She has carved out a reputation as being one of the nation's toughest governors on immigration.
And she has, most famously, waged a dogged fight to keep undocumented immigrants from driving. She is a force behind a bill to end the ability of undocumented immigrants in her state to obtain driver's licenses -- a mission that has drawn the ire of immigration advocacy groups, and cries of betrayal by many Latinos, who see her as hurtful to their community.
But recently reports have surfaced -- largely on the margins of public awareness -- that Martinez's great grandparents were undocumented immigrants from Mexico.
In an interview with ABC news affiliate KOAT, Martinez acknowledged that her ancestors came to the United States unlawfully.
SantaFeNewMexican.com reported recently that Census records showed that the governor's paternal grandparents entered the United States without authorization. The story, in which she spoke about her upbringing, does not offer many more details about the grandparents, except to say they didn't remain a part of her father's life for very long.

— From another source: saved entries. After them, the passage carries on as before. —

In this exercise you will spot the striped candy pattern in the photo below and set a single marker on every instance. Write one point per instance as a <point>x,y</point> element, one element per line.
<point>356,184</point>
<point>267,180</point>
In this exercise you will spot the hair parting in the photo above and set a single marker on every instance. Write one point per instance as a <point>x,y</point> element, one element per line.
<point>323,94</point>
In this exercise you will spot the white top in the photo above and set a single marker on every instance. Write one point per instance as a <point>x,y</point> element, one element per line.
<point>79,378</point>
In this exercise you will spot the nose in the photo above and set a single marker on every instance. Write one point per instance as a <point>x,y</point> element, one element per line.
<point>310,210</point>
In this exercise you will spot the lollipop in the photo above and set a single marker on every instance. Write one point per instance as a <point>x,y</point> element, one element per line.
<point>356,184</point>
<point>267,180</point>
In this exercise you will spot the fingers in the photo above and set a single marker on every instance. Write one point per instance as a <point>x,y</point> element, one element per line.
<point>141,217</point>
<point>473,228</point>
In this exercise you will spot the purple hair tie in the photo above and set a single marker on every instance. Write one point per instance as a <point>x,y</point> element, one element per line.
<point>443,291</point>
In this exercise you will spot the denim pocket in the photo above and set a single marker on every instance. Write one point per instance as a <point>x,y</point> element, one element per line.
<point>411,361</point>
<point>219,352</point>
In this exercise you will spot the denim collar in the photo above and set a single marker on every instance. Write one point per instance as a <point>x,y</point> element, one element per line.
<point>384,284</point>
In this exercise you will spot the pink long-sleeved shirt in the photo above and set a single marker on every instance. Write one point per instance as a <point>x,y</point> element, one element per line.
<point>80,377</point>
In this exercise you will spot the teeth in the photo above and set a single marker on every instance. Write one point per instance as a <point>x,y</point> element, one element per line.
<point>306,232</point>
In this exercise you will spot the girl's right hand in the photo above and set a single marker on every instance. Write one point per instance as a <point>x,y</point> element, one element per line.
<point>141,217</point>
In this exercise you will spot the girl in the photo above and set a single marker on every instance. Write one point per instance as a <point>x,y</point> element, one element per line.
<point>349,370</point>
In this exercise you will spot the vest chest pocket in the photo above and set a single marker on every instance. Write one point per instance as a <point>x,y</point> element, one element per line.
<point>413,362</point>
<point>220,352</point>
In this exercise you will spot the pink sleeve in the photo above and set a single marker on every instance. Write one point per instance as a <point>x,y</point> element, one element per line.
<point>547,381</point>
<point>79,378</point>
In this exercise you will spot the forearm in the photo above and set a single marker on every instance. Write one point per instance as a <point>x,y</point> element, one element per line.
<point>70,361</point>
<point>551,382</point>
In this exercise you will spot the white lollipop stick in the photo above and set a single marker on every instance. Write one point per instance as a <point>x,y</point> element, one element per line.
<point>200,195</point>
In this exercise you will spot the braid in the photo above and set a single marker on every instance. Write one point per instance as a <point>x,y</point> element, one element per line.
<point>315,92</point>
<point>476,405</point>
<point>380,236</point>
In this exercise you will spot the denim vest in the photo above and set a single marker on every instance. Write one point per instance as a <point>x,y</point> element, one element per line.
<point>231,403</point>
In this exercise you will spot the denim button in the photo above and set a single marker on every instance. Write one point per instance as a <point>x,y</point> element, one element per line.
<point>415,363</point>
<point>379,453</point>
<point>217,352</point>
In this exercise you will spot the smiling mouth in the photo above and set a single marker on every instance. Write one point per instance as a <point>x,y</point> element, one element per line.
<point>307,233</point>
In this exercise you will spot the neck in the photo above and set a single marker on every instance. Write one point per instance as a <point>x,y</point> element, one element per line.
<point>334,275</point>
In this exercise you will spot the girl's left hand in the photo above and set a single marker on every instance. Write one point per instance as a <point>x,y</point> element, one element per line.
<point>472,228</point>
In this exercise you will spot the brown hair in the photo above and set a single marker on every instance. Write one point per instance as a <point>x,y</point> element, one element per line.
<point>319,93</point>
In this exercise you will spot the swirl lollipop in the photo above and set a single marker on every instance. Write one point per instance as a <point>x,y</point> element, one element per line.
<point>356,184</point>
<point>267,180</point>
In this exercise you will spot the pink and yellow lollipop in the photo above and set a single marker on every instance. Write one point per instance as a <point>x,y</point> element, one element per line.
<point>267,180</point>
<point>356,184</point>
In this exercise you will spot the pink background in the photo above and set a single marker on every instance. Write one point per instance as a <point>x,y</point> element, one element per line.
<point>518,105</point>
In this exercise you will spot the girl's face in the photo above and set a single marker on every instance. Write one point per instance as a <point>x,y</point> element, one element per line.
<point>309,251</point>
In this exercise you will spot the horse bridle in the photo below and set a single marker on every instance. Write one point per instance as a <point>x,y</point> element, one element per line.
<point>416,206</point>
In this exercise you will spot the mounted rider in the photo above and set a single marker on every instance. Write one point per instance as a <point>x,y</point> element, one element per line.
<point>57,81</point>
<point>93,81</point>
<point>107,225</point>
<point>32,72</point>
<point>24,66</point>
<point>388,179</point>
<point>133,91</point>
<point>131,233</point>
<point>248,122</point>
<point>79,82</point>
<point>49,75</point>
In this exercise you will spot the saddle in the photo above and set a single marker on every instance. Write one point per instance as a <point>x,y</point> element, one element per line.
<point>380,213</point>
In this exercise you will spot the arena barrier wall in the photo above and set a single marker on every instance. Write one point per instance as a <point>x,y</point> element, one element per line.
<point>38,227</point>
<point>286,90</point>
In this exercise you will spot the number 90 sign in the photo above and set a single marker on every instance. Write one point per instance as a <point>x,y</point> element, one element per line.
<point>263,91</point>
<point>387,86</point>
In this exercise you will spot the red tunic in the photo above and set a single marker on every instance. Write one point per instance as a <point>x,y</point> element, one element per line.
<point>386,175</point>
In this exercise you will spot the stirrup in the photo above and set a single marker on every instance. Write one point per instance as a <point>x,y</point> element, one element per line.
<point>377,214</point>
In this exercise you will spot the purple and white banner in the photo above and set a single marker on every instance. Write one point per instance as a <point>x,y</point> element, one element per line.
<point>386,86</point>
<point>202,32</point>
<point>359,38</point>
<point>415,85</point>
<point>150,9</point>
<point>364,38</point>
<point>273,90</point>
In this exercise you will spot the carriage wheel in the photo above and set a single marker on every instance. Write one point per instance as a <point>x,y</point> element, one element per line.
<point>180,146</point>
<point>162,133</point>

In an interview with KOAT, Martinez said her family immigrant roots do not color her positions on licenses, for instance, which she described as "not an immigration issue," but "a public safety issue."
"I've lived and worked on the border for a long time. I will fight to repeal that [driver's license] law," Martinez said to KOAT.
Earlier this month, in a demonstration against Martinez's move to repeal the driver's license law, protesters cried out: “Susana this is not Arizona."
Martinez said to KOAT that she is not flinching.
"Knowing all along (that) I am an American of Mexican descent, I still stand by my position that New Mexicans want me to repeal this law," Martinez said to KOAT.
The state legislature is expected to consider the measure to repeal the driving law in September.